The thing is, "patch" is a total piece of utterly unbelievable SH*T.

git-apply acts differently, yes, but it acts differently for a damn good 
reason. No, you cannot replace git-apply with that horrible crap that is 
GNU patch.

Some of the reasons are purely trivial implementation issues:

 - git-apply knows about the index, and knows about updating it properly, 
   including tracking new files automatically.

That's an important thing, but yeah, it's an implementation issue.

The other things that git-apply do right are much more fundamental:

 - git apply doesn't leave half-applied state turds around when a patch 
   fails.

   People who actually use "patch" for large projects will know the pain 
   here: if a diff fails in the middle, GNU patch will have applied the 
   previous parts (including to other files), and it's now your problem to 
   fix it up. There's no way to do an all-or-nothing patch, which is often 
   a huge requirement.

 - git apply doesn't guess (unless you really tell it to, and even then it 
   will guess a whole lot less than GNU patch).
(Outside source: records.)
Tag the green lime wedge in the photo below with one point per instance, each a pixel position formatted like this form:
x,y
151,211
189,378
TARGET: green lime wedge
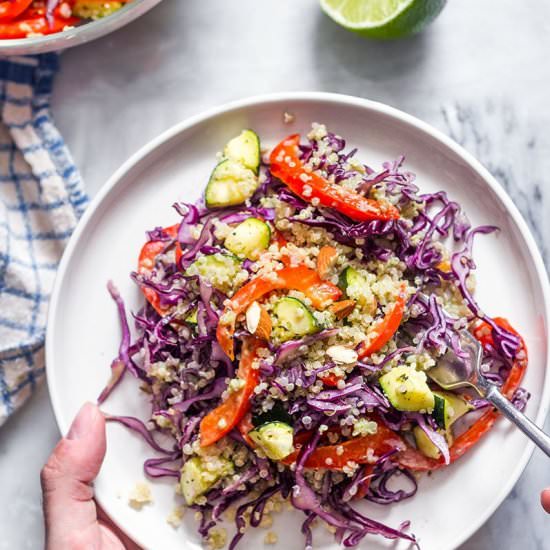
x,y
383,19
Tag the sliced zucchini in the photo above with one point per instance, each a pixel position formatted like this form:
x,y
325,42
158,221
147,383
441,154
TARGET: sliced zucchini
x,y
249,239
448,408
424,443
231,183
407,389
92,9
355,286
218,269
276,414
292,318
275,439
245,149
197,476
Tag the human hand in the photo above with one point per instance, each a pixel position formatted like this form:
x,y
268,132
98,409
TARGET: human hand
x,y
73,520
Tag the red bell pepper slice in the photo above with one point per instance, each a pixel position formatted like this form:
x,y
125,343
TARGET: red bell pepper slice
x,y
225,417
360,450
386,328
22,28
331,379
301,278
146,262
287,166
11,9
415,460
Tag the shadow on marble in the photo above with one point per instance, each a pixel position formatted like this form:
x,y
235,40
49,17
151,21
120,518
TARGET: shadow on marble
x,y
343,57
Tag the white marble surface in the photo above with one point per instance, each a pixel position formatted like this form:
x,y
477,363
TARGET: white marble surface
x,y
480,73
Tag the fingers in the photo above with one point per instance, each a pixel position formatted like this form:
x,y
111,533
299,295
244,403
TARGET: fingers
x,y
109,529
75,462
545,500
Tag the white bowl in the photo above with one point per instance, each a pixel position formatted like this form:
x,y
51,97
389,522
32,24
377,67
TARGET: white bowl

If a "git apply" succeeds, 
   it was probably good. If a GNU patch invocation succeeds, it might have 
   been total and utter crap, but hey, it tried to apply that piece of 
   shit very aggressively even when it made no sense and the context 
   didn't actually match even _remotely_.

   Yeah, context diffs can still mis-apply even with git apply, but they 
   do so a hell of a lot less than with GNU patch, and if you want it to 
   just generate a random end result, you at least have to _ask_ for it.

So no. There's no way in hell that git am should use GNU patch.

But as mentioned, if somebody wants to parse the dates, we could do that.